Custom Data Parsing Solution
About the project
Businesses generate vast amounts of data, and analyzing the data could answer many questions that could help a business grow. For example, how are customers using a product? Which customer segment generates more revenue? However, in most cases, data is not generated in a structured format, making analyzing the data difficult. Here’s where data parsers come to the rescue – data parsing is the process of transforming and formatting the data into a structured format to make it easy for consumption or analysis.
Why did we build Optimus?
A client of 91social, a rapidly growing startup in the FinTech sector, was faced with the problem of extracting data from millions of PDFs and parsing it into a structured format. Extracting and parsing data from PDFs to text is a feature at the core of their product. They looked for a reliable tool that accurately extracts specific data and wrangles and parses it to their target format. After using a couple of existing out-of-the-box solutions to solve their need, they realized that a few factors limited the existing solutions:
- Configurability of rules to extract the data was slightly technical and complex for their requirements.
- They had to use multiple tools to come up with different templates for the extraction of data from various PDF structures.
- The licensing and implementation cost of multiple tools was high.
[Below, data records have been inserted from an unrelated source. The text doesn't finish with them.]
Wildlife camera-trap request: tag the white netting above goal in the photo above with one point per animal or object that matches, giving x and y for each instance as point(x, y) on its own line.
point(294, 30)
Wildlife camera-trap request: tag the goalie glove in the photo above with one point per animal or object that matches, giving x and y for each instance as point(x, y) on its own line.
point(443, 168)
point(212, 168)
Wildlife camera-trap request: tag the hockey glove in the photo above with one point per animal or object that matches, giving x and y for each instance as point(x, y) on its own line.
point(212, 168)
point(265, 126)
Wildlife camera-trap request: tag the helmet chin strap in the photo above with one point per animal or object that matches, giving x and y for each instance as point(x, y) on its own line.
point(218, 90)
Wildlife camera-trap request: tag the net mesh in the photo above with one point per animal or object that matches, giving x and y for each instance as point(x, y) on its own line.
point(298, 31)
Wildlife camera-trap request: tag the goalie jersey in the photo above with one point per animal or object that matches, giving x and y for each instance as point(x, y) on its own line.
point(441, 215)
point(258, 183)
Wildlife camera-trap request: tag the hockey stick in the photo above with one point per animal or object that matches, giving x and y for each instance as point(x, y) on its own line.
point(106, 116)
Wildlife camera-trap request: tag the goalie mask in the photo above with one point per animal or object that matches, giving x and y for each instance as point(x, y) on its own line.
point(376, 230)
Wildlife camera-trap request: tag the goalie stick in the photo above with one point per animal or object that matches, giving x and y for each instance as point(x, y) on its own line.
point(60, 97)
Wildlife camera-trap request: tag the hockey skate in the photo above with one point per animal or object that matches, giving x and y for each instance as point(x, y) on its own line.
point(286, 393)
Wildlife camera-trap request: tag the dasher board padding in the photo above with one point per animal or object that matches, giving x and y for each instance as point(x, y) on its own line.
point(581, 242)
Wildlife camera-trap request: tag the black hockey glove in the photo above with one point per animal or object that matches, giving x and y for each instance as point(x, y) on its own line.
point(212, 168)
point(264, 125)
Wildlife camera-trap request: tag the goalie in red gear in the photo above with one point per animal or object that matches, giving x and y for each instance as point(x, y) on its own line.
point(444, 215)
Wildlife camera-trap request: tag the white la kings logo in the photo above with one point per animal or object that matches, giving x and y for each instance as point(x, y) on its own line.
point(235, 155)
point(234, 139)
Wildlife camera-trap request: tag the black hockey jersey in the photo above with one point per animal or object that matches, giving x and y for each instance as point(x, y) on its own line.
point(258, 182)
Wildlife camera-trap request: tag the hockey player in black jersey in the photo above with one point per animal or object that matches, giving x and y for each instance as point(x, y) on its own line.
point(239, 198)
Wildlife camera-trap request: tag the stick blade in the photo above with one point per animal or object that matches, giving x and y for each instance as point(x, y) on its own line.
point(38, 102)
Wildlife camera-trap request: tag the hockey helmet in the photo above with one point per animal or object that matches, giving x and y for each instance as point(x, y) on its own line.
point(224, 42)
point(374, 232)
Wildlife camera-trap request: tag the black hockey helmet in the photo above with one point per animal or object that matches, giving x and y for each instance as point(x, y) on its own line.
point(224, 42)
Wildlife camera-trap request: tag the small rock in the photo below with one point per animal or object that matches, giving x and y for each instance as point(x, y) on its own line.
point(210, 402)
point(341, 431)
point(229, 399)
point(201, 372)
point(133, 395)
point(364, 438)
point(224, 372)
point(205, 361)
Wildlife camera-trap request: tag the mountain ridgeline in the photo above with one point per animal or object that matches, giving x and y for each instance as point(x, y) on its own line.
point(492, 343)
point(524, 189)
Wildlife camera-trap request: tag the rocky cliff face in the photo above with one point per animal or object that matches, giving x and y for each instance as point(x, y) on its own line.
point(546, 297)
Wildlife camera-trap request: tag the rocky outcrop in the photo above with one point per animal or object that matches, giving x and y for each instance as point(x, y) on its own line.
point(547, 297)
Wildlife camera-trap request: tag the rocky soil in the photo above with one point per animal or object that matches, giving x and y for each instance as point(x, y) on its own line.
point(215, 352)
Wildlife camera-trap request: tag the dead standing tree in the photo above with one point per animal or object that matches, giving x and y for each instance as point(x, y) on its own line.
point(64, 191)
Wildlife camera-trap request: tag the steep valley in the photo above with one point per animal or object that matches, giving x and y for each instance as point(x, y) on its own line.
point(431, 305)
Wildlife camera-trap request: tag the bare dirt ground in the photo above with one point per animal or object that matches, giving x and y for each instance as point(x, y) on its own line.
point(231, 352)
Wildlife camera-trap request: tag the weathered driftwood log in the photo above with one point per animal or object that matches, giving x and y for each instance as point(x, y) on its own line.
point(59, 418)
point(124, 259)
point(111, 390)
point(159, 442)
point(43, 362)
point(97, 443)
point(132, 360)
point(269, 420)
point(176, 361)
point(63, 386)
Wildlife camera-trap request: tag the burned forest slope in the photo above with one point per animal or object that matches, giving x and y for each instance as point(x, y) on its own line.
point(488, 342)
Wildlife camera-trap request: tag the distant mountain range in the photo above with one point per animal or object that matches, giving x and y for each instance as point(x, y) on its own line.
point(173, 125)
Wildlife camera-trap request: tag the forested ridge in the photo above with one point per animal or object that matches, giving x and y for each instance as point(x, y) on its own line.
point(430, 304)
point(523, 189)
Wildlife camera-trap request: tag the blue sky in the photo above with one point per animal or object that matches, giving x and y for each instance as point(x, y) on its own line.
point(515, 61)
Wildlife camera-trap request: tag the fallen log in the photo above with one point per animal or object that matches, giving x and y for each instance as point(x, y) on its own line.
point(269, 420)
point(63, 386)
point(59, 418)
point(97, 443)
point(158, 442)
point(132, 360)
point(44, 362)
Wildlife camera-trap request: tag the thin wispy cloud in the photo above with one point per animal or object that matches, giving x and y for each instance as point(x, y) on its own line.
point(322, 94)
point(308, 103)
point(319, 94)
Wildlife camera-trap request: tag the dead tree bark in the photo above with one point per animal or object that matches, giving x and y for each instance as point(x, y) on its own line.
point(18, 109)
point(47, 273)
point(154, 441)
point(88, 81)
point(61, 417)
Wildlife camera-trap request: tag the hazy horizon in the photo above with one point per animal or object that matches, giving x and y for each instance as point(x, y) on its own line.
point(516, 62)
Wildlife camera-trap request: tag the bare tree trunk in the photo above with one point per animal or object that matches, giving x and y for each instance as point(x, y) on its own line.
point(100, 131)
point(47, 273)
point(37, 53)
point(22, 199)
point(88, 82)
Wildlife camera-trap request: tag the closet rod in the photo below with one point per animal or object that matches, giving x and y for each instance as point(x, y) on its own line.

These limitations in the existing tools made the client want to develop a custom parsing solution that is tailor-made for their needs. 91social architected and developed a parser for them, which is tightly integrated into their app.
How did we build Optimus?
For Optimus to scan, extract, and parse the unstructured data(from PDFs) into a structured format, it makes use of three modules:
- Transformation Module: This module takes care of wrangling and transforming the extracted data to the desired target format.
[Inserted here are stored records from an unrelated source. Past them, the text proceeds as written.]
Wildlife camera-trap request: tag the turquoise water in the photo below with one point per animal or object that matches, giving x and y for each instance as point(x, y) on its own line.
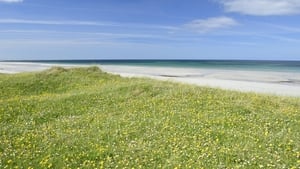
point(278, 66)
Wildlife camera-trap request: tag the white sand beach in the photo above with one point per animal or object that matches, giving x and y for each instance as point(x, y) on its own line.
point(274, 83)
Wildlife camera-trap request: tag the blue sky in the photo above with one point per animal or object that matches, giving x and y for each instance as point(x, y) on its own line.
point(150, 29)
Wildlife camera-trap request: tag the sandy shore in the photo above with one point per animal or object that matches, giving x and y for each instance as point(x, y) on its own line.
point(275, 83)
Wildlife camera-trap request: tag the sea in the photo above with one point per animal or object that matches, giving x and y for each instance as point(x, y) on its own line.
point(249, 65)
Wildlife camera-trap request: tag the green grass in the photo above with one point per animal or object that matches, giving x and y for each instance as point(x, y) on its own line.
point(85, 118)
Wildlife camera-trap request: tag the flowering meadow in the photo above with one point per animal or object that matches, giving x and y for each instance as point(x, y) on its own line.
point(85, 118)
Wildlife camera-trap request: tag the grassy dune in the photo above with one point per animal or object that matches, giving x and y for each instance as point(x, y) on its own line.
point(85, 118)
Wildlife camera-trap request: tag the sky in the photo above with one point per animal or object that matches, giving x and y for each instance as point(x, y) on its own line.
point(150, 29)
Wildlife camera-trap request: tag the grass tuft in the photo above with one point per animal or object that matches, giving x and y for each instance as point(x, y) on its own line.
point(86, 118)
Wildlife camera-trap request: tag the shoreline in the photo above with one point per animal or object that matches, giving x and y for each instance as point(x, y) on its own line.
point(272, 83)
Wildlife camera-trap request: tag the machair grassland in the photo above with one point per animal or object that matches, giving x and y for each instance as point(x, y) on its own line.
point(85, 118)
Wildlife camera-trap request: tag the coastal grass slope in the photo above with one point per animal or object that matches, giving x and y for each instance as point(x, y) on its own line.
point(86, 118)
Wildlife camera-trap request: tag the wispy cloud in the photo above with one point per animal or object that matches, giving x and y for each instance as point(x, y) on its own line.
point(11, 1)
point(262, 7)
point(47, 22)
point(210, 24)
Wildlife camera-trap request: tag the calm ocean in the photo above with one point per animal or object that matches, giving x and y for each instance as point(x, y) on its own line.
point(277, 66)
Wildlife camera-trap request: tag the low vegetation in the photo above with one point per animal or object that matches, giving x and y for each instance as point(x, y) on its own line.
point(85, 118)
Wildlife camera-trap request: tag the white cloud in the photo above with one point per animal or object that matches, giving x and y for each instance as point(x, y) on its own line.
point(11, 1)
point(210, 24)
point(47, 22)
point(262, 7)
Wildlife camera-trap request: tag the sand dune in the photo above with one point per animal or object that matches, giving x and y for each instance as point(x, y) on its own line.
point(275, 83)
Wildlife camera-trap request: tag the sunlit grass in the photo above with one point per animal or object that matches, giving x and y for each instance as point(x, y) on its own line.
point(85, 118)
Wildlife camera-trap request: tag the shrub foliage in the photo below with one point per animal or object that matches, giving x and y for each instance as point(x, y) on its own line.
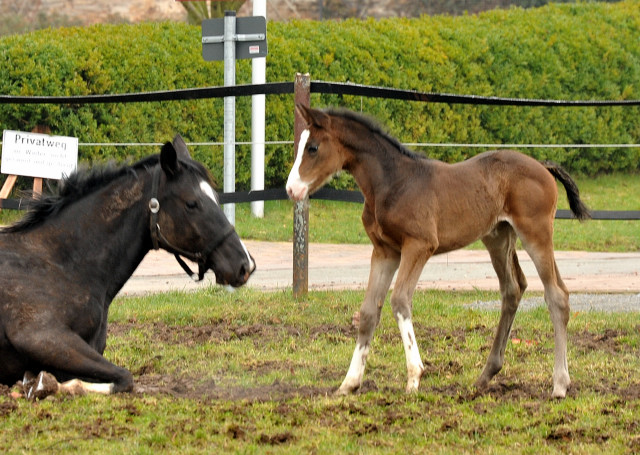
point(560, 51)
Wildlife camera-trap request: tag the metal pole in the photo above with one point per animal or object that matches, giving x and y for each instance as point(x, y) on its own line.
point(302, 95)
point(258, 76)
point(230, 112)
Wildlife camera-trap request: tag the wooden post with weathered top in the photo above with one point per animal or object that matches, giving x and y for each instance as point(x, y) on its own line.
point(302, 95)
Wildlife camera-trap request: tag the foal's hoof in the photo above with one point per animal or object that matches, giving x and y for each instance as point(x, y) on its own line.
point(43, 386)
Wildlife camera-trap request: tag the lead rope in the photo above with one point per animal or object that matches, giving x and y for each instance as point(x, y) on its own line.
point(154, 228)
point(156, 236)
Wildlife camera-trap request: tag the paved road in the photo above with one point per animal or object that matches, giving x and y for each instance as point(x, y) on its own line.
point(347, 267)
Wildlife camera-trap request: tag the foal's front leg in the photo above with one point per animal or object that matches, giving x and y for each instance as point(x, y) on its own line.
point(383, 265)
point(414, 258)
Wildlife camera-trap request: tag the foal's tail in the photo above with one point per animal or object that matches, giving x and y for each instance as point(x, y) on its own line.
point(578, 207)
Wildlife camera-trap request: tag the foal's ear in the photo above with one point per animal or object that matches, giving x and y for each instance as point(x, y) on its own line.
point(181, 147)
point(313, 117)
point(169, 159)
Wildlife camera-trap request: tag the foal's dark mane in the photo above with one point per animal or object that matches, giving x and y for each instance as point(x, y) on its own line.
point(375, 127)
point(76, 186)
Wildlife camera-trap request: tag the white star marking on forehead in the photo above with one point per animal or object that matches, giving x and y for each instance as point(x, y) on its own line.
point(206, 189)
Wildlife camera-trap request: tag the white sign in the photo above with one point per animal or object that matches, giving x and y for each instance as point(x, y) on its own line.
point(38, 155)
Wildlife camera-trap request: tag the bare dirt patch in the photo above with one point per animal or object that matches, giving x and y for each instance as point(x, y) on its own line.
point(148, 381)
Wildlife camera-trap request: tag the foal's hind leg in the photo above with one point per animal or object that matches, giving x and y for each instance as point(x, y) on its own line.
point(539, 245)
point(384, 264)
point(501, 245)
- Page Resolution Module: The page resolution module gathers inputs on the details about the number of pages required to be scanned; fields from the specified pages that need to be scanned.
- Extraction Module: The extraction modules take care of the rules building part, where the regular expressions are developed according to the requirements, and the filters for the rules are specified.
Use Cases for Optimus:
Optimus is designed as a generic solution for extracting and parsing textual data from PDFs to a structured format. The solution could be put to use in multiple industries and functions. However, a tested and reliable use case within the financial services industry is to use it for KYC purposes, and for the financial services providers to retrieve particular customer information to better understand their behavior.
Benefits of Optimus:
- Optimus provides great flexibility to customize the rules for the extraction of specific data from the different types of PDFs.
- Optimus reduces the dependency on the use of regular expressions in creating the rules through the use of proprietary customizable settings, which makes it faster and easier for the ops team to scale the extraction volume.
- Optimus allows for retrieving particular values not only from one source but also from multiple sources.
Value-add to the client:
Some of the value additions of implementing the use of Optimus in their stack, in comparison to the other tools, are:
- Provides flexibility to customize the rules for parsing needs. Optimus is being used as the primary parser replacing multiple tools available in the market.
- The efficiency of the custom data parsing solution is 99.95%, making it the reliable choice for their data extraction and parsing needs.
- Time taken for the data ops team to write the rules has reduced considerably. The team size was reduced by 75% to maintain the customer service, as opposed to maintaining and writing rules for two tools.
- It is a scalable solution, that currently parses more than 45 million PDFs and serving about 10 million requests a month.